What Harris, Dawkins, Hitchens and other militant missionary atheists overlook is that they are effectively serving up another religion in place of the ones they condemn: a religion of positive scientific advance and enlightenment, with self, science and society as God. By looking for evolutionary and neuro-biological explanations for spirituality, they are also admitting that humans are incurably religious. Martin Luther even said so. And while they accuse all religions of being inherently violent, lacking any internal restraint against murder and domination (they’ve never read Mennonite theology), their own proffered religions also lack any internal restraint against violence or persecution of people who differ, whatever their faith.

But I agree with Harris and others that we have less to fear from atheists like themselves and more to fear from religions and religionists in the service of ego, power and domination. I believe it was Plato who said that there were three kinds of atheists:

  1. One who says that because there is no God, we are therefore free to discover how evil we might be.

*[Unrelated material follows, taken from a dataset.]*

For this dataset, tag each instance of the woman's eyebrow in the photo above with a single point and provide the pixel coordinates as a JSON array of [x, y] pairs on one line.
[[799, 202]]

They are few and are often safely in jail, having found out just how evil they might be.
  2. One who says that because there is no God, we must be as good and virtuous as possible on our own power. Among these we find some very noble souls. Despite the drubbing he gave me, I’ll give Harris the benefit of the doubt, and place him in this category. He does work hard at finding an ethical approach to life. But when they find such efforts unworkable and unsustainable, such atheists are also in great danger—of becoming believers, as did Thomas Merton, C.S. Lewis and the woman who marched with Dr. Martin Luther King, and who, when I heard her story, had become a youth ministry specialist for the United Methodist Church.
  3. One who says that because there is no God, we are free to make one up for our own purposes.

This third group of atheists are the most dangerous kind, for they may actually hide behind pulpits, camouflaging themselves as believers, pastors, bishops and theologians, and thus bring disaster and disgrace upon themselves, the church and the faith that they exploit. Because they are often so adept at manipulation, disguises and demagoguery, we have much more to fear from them than from outright and openly hostile atheists like Harris and Dawkins. They are the ones who will continue to pile up the most damning evidence in Harris’ favor.

If we would take seriously our witness in the world and “be ready to offer an explanation to everyone who asks of you the reason for your hope (I Peter 3:16),” then we must be ready even for an occasional outbreak of some of the hostility and contempt that Harris serves up. But just being peacefully present and available to it will itself be something of a victory, even if we don’t have all the answers to satisfy our interrogators. No one has. And its not what is asked of us as witnesses. It may even be that, by peacefully and respectfully absorbing some of the wrath that has understandably piled up over church sex abuse scandals, and the church’s historic complicity in war, segregation and the oppression of women, without returning wrath in kind, we will have provided some venue for healing and a more effective witness than any words or arguments can provide.

In the face of criticism and hostility I take comfort from the following things:

  1. that we are being held accountable to the very standards and beliefs that we, our Bible and our Christ have advocated in the world, or which are logically inferred from our beliefs and standards;
  2. that critics are always doing us a favor, often in spite of themselves. To the extent that they are right, we have learned something helpful. To the extent that they are wrong or exaggerated, we have an opportunity to display the patient and gracious love of Christ.

Often our critics and opponents are working with an element of truth. In Harris’ case, he has taken the verbal equivalent of a baseball bat to a job better suited for a surgeon’s scalpel. That so much of his fear and hostility is in reaction to religiously-based violence makes this a very good time for a peaceful Anabaptist witness to Christ that is uncompromising in its love for friend and foe alike, to the point of being willing to die for our enemies and detractors, rather than to kill them. Such love is our most powerful witness, our most convincing argument.